This verse is taken from:
Habakkuk 2. 12-14
This chapter of Habakkuk is composed of five ‘woes’ which are given to the prophet to speak. They are the divine sentence upon the Chaldean aggressor indicating the fate that awaits him. The reason for the judgement that will be visited upon this nation is given at the end of the first and fourth ‘woes’: ‘because of men’s blood, and for the violence of the land, of the city, and of all that dwell therein’, vv. 8, 17. The guilt is shared by all.
The first woe, vv. 5-8, speaks of the nation. There are a number of parallels with yesterday’s reading as here again is a nation intent on material advancement by oppression and bloodshed.
The second woe, vv. 9-11, speaks of the house. The outcome of their material advancement is the notion that they can become impregnable, a fortress against all others - like the eagle, setting ‘his nest on high’, v. 9.
The third woe, the subject of our verses today, speaks to the city, or capital of the empire. ‘The cities of the Babylonian Empire were built by the blood and sweat of enslaved peoples. Murder, bloodshed, oppression, and tyranny were the tools employed in this building project’, E. E. Johnson.

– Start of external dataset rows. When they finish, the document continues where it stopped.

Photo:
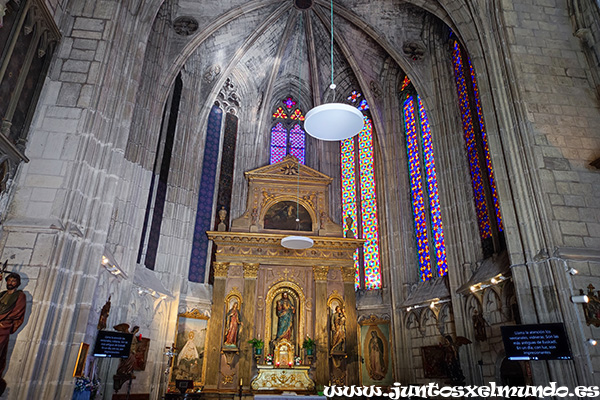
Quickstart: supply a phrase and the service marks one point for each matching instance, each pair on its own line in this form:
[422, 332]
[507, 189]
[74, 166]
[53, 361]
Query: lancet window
[478, 153]
[287, 133]
[429, 230]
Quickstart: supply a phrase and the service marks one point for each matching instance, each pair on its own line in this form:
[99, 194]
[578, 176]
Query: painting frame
[81, 358]
[376, 328]
[190, 367]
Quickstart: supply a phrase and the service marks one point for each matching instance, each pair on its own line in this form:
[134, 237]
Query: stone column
[321, 336]
[352, 365]
[248, 316]
[214, 337]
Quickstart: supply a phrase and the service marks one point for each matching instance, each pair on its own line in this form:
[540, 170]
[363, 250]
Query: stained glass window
[354, 96]
[476, 144]
[287, 135]
[427, 216]
[405, 83]
[359, 200]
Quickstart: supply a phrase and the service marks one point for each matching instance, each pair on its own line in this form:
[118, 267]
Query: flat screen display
[112, 344]
[536, 342]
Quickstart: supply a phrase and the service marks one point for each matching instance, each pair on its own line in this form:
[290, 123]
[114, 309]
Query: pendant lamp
[333, 121]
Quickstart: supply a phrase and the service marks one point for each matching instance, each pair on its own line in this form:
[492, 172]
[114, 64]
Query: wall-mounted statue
[338, 330]
[232, 325]
[285, 311]
[479, 324]
[104, 315]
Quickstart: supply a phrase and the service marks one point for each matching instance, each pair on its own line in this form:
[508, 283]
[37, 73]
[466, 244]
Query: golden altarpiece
[281, 296]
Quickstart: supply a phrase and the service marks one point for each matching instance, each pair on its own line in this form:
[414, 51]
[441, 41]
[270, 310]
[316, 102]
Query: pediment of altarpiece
[287, 197]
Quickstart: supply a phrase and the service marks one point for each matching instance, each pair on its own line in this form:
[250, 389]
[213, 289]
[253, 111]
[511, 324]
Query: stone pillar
[214, 337]
[248, 316]
[321, 336]
[352, 365]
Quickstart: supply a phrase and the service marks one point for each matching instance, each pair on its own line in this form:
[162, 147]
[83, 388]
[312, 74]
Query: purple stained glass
[297, 143]
[416, 189]
[278, 143]
[289, 102]
[432, 189]
[354, 96]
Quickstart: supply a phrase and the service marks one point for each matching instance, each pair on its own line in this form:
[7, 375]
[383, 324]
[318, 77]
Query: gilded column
[352, 365]
[321, 336]
[248, 316]
[214, 337]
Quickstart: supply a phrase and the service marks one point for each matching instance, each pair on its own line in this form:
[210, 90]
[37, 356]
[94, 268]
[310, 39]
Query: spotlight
[580, 299]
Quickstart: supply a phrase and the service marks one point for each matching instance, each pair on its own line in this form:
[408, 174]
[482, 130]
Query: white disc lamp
[333, 121]
[297, 242]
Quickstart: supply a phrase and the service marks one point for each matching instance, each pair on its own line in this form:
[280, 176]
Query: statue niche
[289, 216]
[285, 320]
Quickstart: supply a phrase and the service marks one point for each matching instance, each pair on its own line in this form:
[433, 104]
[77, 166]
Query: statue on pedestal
[338, 330]
[285, 311]
[233, 323]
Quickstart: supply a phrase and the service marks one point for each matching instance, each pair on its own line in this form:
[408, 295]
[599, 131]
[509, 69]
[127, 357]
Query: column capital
[250, 270]
[320, 273]
[348, 274]
[220, 269]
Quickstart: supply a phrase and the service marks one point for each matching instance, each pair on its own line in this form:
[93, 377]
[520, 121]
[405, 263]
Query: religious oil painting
[283, 215]
[190, 342]
[375, 351]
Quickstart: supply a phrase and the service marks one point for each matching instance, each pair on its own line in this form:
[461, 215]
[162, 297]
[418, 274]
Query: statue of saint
[232, 326]
[12, 311]
[479, 326]
[338, 330]
[188, 359]
[285, 311]
[125, 367]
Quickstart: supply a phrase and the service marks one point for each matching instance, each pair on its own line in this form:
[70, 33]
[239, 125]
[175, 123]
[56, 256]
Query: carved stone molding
[266, 249]
[220, 269]
[251, 270]
[320, 273]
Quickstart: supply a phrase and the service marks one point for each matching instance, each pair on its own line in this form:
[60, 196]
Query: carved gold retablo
[348, 274]
[251, 270]
[320, 273]
[220, 269]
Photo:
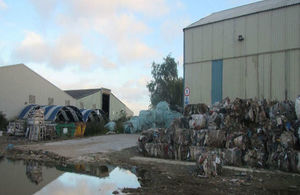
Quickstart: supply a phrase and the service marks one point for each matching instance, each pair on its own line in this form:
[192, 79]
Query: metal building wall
[90, 101]
[115, 108]
[264, 65]
[17, 82]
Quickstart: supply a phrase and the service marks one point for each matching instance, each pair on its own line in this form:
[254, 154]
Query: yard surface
[75, 148]
[157, 176]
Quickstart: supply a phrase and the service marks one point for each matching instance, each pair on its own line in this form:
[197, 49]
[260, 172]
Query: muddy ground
[159, 178]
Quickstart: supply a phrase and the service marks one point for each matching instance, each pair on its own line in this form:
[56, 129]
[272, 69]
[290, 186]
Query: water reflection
[73, 183]
[31, 177]
[34, 172]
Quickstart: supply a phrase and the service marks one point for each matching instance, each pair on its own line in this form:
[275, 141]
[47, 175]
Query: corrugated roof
[243, 10]
[80, 93]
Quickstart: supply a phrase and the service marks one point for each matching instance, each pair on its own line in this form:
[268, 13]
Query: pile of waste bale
[243, 132]
[160, 116]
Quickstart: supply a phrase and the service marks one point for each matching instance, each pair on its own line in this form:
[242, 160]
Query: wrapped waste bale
[195, 109]
[233, 156]
[209, 164]
[195, 151]
[215, 138]
[297, 107]
[215, 121]
[241, 142]
[111, 126]
[287, 140]
[146, 119]
[255, 158]
[198, 137]
[182, 141]
[237, 139]
[146, 136]
[159, 150]
[197, 121]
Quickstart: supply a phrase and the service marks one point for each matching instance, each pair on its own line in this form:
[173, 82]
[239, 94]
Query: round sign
[187, 91]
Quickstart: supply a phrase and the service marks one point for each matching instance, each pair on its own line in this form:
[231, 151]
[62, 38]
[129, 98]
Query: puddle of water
[18, 177]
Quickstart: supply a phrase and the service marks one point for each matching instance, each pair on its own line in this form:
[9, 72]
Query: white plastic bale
[297, 107]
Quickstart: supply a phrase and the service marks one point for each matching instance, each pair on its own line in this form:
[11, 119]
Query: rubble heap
[160, 116]
[244, 132]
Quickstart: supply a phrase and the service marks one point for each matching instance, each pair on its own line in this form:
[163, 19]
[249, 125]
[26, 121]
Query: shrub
[119, 126]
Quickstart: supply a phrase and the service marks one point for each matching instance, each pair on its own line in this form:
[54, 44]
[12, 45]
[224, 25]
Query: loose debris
[243, 132]
[161, 116]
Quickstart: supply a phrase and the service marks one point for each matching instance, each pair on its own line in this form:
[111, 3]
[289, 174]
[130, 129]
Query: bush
[119, 126]
[3, 122]
[95, 128]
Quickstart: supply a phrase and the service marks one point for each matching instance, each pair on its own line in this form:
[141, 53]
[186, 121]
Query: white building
[251, 51]
[20, 86]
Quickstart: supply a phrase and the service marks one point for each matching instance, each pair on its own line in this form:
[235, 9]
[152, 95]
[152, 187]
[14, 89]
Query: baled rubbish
[111, 126]
[297, 107]
[160, 117]
[243, 132]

There is a certain resonance with the progress of the prophet’s dirge. History records so many nations and national rulers who have moved in a similar way: first, the invasion of surrounding nations; second, the fortification of the homeland against reprisal; third, the enslaving of peoples for the greater glory of the conquering nation.
But in the third woe the prophet breaks off to remind the Chaldean aggressor that, at best, his projects and glory were but transient and secondary. Fire would destroy the edifices of Babylon and all that slave labour had built would be consumed. That which they judged to be glorious would be superseded by the manifestation of ‘the resplendent majesty of the Supreme Ruler. There will be no place on earth where the wonder of that glory is not seen’, F. A. Tatford. The ‘knowledge of the glory of the Lord … [will be] as the waters cover the sea’, v. 14.